As new technology is adopted, processes are improved, people are empowered, and the entire business realizes unprecedented agility that enables intelligent analysis and data-driven decision making.

More than anything else, Continuous Accounting is a mind-set. It transforms the way accounting and finance work—independently and together—by emphasizing real-time processing, differently skilled employees, and deep analysis. Top-performing companies with this mind-set are closing faster and, according to The Hackett Group, have 90% greater automation, 46% lower audit fees, and 52% lower costs overall.


Continuous Accounting is an exciting and novel approach that delivers incredible benefits for accounting and finance. Instead of enduring reactive operations, organizations and teams work proactively.
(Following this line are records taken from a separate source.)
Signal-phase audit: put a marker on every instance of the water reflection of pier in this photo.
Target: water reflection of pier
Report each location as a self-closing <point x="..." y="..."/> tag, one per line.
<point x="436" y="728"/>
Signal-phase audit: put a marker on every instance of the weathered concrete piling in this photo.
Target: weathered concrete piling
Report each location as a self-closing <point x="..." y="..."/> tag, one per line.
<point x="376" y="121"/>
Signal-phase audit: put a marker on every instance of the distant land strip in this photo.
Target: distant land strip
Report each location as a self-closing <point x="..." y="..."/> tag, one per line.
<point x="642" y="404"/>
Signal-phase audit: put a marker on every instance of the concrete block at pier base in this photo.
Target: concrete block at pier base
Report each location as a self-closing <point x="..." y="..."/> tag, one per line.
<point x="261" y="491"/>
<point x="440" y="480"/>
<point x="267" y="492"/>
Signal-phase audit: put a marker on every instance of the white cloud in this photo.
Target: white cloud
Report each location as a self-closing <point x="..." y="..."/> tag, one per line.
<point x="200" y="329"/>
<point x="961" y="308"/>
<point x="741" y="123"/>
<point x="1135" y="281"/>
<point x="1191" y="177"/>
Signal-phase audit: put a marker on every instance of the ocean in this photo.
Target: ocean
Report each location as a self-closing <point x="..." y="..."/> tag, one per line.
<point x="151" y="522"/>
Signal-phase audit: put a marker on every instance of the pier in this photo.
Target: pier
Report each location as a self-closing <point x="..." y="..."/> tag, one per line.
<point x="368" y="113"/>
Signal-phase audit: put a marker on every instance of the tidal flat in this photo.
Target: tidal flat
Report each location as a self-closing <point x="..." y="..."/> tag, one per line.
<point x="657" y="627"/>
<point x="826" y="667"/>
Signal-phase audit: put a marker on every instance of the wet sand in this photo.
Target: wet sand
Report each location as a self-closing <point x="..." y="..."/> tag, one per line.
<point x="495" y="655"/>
Instead of gross workload imbalances, work is distributed throughout the period, freeing time for in-depth analysis and more value-added projects. With unique visibility into the current state of a company’s finances, company leadership and the entire business realize unprecedented agility.

A world where the CFO can walk into any meeting and provide real-time, up-to-date, up-to-the-minute financial intelligence is achievable. Modernizing legacy R2R processes isn’t an option, and any company that avoids transforming its finance function is putting itself at risk.

Beyond the risks associated with out-of-date accounting and finance practices, the increasingly complex nature of global business cycles means that companies that are slow to modernize their accounting operations will remain at a competitive disadvantage.

Remember, think like this so you can build your future:

  • People are valuable. We don’t waste their time.
  • Technology is powerful. We use it to enable our people.
  • Processes are malleable. They change to fit our objectives.
  • Numbers matter. We use metrics to improve everything we do.
  • Nothing is perfect. We’re continuously improving.

The best-performing accounting and finance teams know that success means always adapting, innovating, and improving. This shouldn’t be discouraging—it should be inspiring. When it comes to your own organization, no matter what’s going on right now, every day can be better than the last!